Abstract

We introduce the notion of \(J\)-Hermitianity of a matrix, as a generalization of Hermitianity, and, more generally, of closure by \(J\)-Hermitianity of a set of matrices. Many well known algebras, like upper and lower triangular Toeplitz, Circulants and \(\tau \) matrices, as well as certain algebras that have dimension higher than the matrix order, turn out to be closed by \(J\)-Hermitianity. As an application, we generalize some theorems about displacement decompositions presented in [1, 2], by assuming the matrix algebras involved closed by \(J\)-Hermitianity.

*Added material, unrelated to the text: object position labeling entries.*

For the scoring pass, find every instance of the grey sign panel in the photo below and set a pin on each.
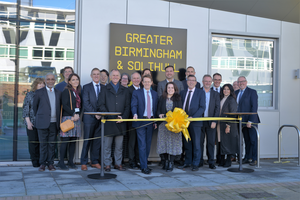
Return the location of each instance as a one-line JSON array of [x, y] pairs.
[[134, 48]]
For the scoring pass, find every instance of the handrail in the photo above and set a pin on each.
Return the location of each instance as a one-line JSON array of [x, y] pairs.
[[279, 141], [258, 146]]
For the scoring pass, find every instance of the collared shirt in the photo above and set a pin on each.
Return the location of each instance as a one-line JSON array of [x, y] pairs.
[[207, 95], [49, 89], [95, 87], [145, 93], [192, 93], [218, 89], [238, 97], [136, 88]]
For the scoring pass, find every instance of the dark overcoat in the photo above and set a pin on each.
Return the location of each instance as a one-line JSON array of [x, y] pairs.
[[111, 101], [229, 142]]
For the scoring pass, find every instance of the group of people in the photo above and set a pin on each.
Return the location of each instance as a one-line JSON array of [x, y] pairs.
[[46, 107]]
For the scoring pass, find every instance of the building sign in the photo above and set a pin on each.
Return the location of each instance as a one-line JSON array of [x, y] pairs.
[[134, 48]]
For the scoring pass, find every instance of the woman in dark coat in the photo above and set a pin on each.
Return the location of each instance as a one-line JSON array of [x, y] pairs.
[[73, 92], [29, 121], [228, 130], [169, 144]]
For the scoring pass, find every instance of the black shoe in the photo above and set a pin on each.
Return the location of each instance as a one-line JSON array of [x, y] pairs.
[[72, 166], [146, 171], [62, 166], [166, 165], [170, 167], [184, 166], [195, 168], [253, 163], [245, 161], [212, 166]]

Even if such hypothesis on the structure is not necessary in the case of algebras generated by one matrix, as it has been proved in [3], our result is relevant because it could yield new low complexity displacement formulas involving not one-matrix-generated commutative algebras.

中文翻译：

---

位移公式中由 J 厄米封闭的代数

摘要

我们引入了矩阵的\(J\) -Hermitianity的概念，作为 Hermitianity 的推广，更一般地说，是一组矩阵的\(J\) -Hermitianity 的闭包。许多著名的代数，如上三角和下三角 Toeplitz、循环和\(\tau \)矩阵，以及维数高于矩阵阶数的某些代数，结果证明是由\(J\) -Hermitianity 封闭的。作为一个应用，我们通过假设所涉及的矩阵代数被\(J\)封闭，从而概括了 [1, 2] 中提出的一些关于位移分解的定理-厄密性。即使在由一个矩阵生成的代数的情况下，这种结构假设不是必需的，正如在 [3] 中所证明的那样，我们的结果是相关的，因为它可以产生新的低复杂度位移公式，而不涉及一个矩阵生成交换代数。